Il canadese del Quebec Jean-Marc Vallée (cinquant'anni lo scorso anno), praticamente ignoto al grande pubblico italiano, dirige mirabilmente la forzatissima "coppia di fatto per business" McConaughey-Leto con il medesimo grado di illuminazione raggiunto dal grandissimo Darren Aronofsky con Mickey Rourke nel Leone d'Oro The Wrestler, regalandoci un candidato purosangue agli Oscar 2014. Tra l'altro, visto che "Dio non gioca a dadi", era stato proprio Aronofsky a dirigere Leto nel suo eccezionale quanto inesorabile Requiem for a Dream…ed in entrambe le pellicole si trattava del ruolo di un eroinomane all'ultimo stadio.
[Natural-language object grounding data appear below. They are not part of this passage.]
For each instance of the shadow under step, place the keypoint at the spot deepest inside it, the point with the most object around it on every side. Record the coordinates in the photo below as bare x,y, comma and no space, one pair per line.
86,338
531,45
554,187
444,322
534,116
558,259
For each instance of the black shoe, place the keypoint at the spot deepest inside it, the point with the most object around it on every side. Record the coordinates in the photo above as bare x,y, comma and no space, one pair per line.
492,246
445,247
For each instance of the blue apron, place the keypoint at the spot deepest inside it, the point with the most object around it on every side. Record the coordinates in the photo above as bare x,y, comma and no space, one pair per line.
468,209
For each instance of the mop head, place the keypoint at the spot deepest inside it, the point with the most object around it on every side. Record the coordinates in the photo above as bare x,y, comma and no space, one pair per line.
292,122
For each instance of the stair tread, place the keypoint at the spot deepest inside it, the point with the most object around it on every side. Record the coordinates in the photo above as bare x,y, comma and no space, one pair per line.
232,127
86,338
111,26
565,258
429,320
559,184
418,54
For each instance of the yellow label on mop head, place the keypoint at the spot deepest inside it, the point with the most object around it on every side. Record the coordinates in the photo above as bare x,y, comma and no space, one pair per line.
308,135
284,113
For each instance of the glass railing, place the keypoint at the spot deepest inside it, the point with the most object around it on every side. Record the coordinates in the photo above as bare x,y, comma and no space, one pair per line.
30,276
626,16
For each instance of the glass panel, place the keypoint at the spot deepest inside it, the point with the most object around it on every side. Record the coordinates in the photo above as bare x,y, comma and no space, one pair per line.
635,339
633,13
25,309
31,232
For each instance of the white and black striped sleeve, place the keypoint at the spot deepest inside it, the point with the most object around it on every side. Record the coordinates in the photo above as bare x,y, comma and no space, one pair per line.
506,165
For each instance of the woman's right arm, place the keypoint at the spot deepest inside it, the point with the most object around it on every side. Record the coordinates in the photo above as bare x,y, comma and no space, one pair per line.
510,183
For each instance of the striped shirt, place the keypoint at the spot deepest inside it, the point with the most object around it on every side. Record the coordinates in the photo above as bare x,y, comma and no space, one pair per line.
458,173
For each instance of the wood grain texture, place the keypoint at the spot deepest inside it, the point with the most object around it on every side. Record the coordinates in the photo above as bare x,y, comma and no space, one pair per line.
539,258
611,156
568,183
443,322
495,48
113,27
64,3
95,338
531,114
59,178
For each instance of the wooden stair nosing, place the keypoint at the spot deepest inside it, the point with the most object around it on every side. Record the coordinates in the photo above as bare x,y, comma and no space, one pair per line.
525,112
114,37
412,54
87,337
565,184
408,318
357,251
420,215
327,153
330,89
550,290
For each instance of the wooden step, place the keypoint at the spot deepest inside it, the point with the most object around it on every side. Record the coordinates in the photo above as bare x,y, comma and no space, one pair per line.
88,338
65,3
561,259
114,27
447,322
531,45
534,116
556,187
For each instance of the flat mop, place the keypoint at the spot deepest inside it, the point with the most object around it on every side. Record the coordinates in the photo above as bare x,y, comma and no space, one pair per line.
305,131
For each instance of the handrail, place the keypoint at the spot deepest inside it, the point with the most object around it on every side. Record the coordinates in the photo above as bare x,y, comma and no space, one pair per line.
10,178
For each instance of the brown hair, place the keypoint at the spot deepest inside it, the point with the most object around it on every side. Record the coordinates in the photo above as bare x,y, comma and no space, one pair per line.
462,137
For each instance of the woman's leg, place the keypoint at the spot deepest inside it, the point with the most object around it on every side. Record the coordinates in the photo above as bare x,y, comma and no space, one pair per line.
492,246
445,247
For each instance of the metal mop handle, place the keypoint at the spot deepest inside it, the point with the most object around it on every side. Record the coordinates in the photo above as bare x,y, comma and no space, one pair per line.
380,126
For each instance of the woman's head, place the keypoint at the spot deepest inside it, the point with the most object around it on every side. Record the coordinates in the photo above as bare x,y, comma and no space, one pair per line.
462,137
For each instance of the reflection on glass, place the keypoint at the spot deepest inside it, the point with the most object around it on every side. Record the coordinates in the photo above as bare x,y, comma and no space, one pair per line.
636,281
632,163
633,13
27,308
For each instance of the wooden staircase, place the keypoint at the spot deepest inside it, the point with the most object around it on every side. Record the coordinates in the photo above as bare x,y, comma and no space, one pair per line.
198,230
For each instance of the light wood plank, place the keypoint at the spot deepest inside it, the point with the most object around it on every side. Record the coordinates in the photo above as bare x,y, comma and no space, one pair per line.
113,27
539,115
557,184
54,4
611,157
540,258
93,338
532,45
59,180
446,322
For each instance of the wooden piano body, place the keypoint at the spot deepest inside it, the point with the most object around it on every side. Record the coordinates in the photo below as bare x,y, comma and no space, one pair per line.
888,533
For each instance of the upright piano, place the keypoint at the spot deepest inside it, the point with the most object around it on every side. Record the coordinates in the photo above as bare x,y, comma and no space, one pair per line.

Sono già trascorsi quattordici anni da allora. Jared è cresciuto e la sua interpretazione dell'angelico/a Rayon che, ogni giorno, decide se vivere o lasciarsi morire…rasenta la perfezione ed a proposito di sforzi titanici, abbiamo dimenticato di menzionare un "sottilissimo" particolare: nel film che state per vedere, il peso totale dei due protagonisti, ottenuto attraverso un pericoloso e radicale digiuno…ammonta a 115 chili! Dimenticate, quindi, prove eccezionali come quella di De Niro in Toro scatenato. Qui siamo decisamente dalle parti di Christian Bale ne L'uomo senza sonno, prestazione fisica estrema che sembrava impossibile da riprodurre.
A pensarci bene, era destino che riuscissero finalmente a produrre e girare Dallas Buyers Club proprio ai giorni nostri, in un periodo storico in cui i media, l'opinione pubblica e la popolazione, specialmente dalle nostre parti, sembrano aver perso la nozione di quale nemico pericoloso ed implacabile sia ancora l'AIDS.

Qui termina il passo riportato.